For many people sexual intercourse is an intimate activity shared between two loved ones, for others it is a sexual release between two people. Some people feel that it is an expression of love and others are fulfilling an instinctual desire. Whatever your reasons for having sex, keeping things interesting as a relationship progresses over time is essential to prolonged and continued sexual activity.
What makes sex such an interesting thing is that we tend to take on the actions and roles of our partners during sex. For example some people prefer to have slow, soft intimate kissing and others prefer to have harder, rougher sex. When two people begin their relationships with one another, we tend to be focused on what the other person likes, or is used to. We adopt their physical desires without thinking much about our own because we want to make them happy.
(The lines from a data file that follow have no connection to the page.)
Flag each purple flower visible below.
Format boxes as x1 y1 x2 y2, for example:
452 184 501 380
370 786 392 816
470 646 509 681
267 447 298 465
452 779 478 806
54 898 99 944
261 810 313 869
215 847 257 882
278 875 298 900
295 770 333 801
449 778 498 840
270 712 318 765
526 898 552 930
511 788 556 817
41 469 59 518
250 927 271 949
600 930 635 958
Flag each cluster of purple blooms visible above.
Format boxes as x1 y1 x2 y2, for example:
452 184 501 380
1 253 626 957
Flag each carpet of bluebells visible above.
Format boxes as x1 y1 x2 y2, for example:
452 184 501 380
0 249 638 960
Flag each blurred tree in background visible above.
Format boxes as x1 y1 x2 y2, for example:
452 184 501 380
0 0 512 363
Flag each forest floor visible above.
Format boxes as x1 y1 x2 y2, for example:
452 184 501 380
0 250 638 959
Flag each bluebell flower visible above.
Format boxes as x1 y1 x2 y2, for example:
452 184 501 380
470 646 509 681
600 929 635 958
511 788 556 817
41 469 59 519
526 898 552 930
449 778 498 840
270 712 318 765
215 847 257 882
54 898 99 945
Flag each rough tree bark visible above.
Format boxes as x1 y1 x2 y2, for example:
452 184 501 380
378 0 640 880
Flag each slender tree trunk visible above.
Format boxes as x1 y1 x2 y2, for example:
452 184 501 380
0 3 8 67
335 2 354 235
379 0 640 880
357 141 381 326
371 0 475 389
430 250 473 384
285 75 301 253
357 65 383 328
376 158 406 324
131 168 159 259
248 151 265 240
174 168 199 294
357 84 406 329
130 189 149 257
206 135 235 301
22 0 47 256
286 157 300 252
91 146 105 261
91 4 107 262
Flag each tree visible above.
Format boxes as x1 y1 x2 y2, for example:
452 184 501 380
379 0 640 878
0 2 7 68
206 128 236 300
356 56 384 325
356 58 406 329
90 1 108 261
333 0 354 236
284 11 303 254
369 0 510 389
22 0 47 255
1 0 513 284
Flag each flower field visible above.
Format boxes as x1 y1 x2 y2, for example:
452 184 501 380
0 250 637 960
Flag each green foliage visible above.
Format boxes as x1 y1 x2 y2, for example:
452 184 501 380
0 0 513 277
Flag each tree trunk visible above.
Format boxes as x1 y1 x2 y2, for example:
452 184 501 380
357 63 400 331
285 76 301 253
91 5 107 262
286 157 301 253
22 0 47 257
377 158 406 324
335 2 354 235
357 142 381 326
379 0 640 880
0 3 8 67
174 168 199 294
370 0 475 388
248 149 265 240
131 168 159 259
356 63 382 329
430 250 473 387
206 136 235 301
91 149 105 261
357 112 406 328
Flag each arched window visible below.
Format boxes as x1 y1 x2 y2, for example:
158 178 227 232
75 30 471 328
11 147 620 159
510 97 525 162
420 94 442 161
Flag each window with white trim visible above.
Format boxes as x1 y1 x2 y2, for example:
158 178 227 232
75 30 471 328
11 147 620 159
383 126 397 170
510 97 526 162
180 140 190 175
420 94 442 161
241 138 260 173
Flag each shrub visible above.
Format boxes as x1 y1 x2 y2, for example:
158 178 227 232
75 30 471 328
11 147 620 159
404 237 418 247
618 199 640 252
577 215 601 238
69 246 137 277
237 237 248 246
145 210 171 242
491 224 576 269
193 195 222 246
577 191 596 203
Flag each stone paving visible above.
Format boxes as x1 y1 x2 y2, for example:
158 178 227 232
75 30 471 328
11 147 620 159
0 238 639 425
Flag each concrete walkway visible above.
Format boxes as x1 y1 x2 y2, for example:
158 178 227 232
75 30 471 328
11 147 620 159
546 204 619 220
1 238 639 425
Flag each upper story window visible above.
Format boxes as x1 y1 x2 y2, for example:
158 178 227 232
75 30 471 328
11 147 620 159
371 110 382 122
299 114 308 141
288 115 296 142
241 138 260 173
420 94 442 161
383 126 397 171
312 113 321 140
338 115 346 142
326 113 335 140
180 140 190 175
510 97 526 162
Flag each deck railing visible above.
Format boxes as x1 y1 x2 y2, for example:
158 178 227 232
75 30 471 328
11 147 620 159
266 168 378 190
But over time ignoring your sexual desires, or only fulfilling your partners needs and not your own leads to resentment. In time that builds into a lack of sexual desire and a decrease in intimacy within the relationship. For many people they accept this fact as part of life and sacrifice their sexual desires all together, but for others it signifies the end of a relationship and time to move on.
In order for everyone to be happy, there must be open communications between two sexual partners. Openly discuss what it is that the other person likes or dislikes and a willingness to explore. In most cases the sensation of pleasing your sexual partner brings on so much excitement for yourself that the sex is not only enjoyable it is downright fantastic. Consistently pushing that sexual envelope brings new and exciting things into the bedroom, and the exploration shared between the two of you renews your love for one another.
Pushing the sexual envelope does not have to mean stepping into the realm of kinky sex, but allowing yourself to ‘let go’ sexually leads to exciting new intimate things. Every person’s sex life is different, so pushing the envelope is different for everyone. The point isn’t to do one act or another, but to show your loved one that you are willing to try, willing to explore and that you still want that shared intimacy you used to have. Be open to the ideas that your partner has and be willing to try them, its only sex after all. Being willing to turn on your lover is all that it takes. This is the person you love, who cares what it is that turns them on in the privacy of your own home. Think of it as playing a role, one that will ultimately lead you and your lover to a closer, more intimate relationship in the long run.
If expanding your sexual behavior is uncomfortable for you, or you fear your partner will think differently of you, the studies have shown those feelings are just a bump in the road to sexual happiness. 85% of the time, lovers rate their sexual relationships far higher when the envelope is being pushed, with odds like that, it is certainly worth the try.